The conventional wisdom among many business owners is that arbitration is more efficient than litigation, and that mandatory arbitration clauses should be included wherever possible. Like most generalizations, however, the truth is not so simple. Here are several factors you should consider when deciding whether to incorporate a mandatory arbitration clause into that contract you are drafting.
Speed may be the single greatest advantage to arbitration over litigation. Stories of crowded court dockets are legion, and it is not unusual for a dispute to languish in court for years. Although arbitrations can be slowed where they involve multiple parties or cross-border disputes, more often than not they will be resolved more quickly than a dispute filed in court. That hastens finality and it enables the litigants to spend less time litigating, and more time running their businesses.
Most lawyers now recognize that arbitration is not necessarily less expensive than litigation; instead, the opposite may be true. Not only is the cost of instituting arbitration more expensive than filing a complaint in court, the parties also must pay the fees of the private arbitration panel, which can include as many as three high-priced lawyers or retired judges. Thus, in a low-dollar dispute, arbitration may be financially impractical. That being said, the real cost savings in arbitration lies in the likelihood that an arbitrator will be less inclined than a judge to entertain extensive discovery and motions practice, both of which frequently drive the fees and costs of litigation.

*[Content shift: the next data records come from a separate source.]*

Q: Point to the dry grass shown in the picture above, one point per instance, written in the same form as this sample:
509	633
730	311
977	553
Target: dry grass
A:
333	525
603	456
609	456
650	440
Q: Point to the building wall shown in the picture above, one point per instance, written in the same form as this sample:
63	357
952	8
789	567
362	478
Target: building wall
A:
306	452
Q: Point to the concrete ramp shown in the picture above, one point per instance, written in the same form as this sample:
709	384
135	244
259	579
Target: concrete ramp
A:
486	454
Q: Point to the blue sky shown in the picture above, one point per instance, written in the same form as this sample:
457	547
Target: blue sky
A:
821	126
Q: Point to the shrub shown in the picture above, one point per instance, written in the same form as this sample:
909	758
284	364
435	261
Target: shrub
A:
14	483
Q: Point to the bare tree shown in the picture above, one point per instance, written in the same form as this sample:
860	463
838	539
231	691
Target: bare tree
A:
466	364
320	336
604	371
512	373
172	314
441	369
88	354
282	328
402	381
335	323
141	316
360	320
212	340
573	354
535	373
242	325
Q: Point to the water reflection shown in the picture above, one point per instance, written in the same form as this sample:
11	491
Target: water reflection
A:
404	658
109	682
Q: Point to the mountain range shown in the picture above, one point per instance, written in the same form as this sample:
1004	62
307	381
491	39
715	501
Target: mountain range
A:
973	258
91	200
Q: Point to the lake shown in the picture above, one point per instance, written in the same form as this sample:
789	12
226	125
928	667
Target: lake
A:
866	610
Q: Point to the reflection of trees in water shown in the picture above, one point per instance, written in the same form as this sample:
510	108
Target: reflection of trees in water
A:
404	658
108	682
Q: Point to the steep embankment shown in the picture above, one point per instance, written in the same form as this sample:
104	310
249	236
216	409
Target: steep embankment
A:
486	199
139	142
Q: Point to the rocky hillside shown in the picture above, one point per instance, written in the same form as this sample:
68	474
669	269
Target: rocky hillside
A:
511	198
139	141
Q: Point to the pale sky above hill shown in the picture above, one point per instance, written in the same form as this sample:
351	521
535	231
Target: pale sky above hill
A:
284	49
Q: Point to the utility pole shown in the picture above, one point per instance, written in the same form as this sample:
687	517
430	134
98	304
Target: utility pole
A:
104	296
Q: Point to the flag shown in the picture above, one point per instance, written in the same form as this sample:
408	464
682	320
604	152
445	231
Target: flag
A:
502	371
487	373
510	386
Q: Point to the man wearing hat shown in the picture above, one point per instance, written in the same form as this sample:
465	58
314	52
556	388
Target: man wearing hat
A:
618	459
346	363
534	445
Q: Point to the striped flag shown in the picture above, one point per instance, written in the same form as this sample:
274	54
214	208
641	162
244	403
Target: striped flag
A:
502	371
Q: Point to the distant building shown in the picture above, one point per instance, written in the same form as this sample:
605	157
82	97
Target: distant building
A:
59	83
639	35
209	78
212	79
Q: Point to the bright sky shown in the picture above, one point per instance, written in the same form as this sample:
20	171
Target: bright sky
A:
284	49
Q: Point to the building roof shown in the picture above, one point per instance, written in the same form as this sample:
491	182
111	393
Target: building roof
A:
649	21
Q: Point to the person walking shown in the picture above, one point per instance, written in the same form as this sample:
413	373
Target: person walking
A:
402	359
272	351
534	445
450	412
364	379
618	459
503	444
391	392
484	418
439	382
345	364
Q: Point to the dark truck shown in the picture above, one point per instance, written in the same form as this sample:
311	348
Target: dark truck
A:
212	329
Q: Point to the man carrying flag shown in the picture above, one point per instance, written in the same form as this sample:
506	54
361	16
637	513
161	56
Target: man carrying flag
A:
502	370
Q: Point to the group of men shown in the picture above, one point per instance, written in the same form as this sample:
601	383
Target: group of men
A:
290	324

Thus, when there is a concern that the cost of discovery might outstrip the value of the case, arbitration may be a better alternative.
3. Ongoing relationships
By design, the arbitration process tends to be less formal and more collegial than traditional courtroom litigation, which tends to be more adversarial in nature. This may not matter when litigants have no continuing relationship, but when there is an ongoing business relationship that the parties may wish to preserve, arbitration may be more conducive to success.
One of the most compelling advantages of arbitration is the ability to keep the dispute—and its resolution—under wraps. In arbitration, there is no public hearing and, thus, no public record. The parties may agree as part of their pre-dispute arbitration clause that they will maintain such disputes in confidence. This can provide terrific value to a company that would prefer to avoid publicity, or a dispute that is likely to involve commercially sensitive matters. 5. The law
If you’re still leaning toward arbitration, consider one final question: On what basis do you want your dispute to be decided? In a courtroom, the judge is constrained by the law as it is reflected in statutes and prior decisions, and the trial will be governed by the rules of evidence.
In contrast, arbitrators are not constrained by statutes or case law, nor are the proceedings before them governed by the rules of evidence; instead, they have much greater flexibility to consider whatever evidence they want (including evidence that would be excluded in a trial) and then reach a decision that they perceive to be equitable, even if it is not precisely consistent with the law. While this may work to your advantage, it may also generate substantial uncertainty about the process, and most business owners would prefer to avoid uncertainty.
On a related note, arbitration avoids the risk of a “run-away jury” and it minimizes exposure to punitive damages.
Consider whether technical competence is likely to be important to understanding the issues in dispute. If you proceed in court, it is conceivable that the judge will have no substantive expertise in your industry, and that may limit the court’s ability to evaluate the evidence. In arbitration, however, you will have the ability to select an arbitrator with subject-matter expertise. While that may not matter in most cases, it is not difficult to appreciate why many construction disputes are resolved through arbitration instead of litigation.
The right to appeal the decision of the trial court should not be overlooked. Although trial court verdicts are not casually reversed, judges do make mistakes and the ability to request a “second look” by an appellate panel is an important procedural safeguard. In arbitration, however, the arbitrator’s decision generally is not subject to appeal.
The foregoing is not an exhaustive list of factors to consider, and there is no one-size-fits-all answer to the question. This should, however, get you started asking (and answering) the right questions.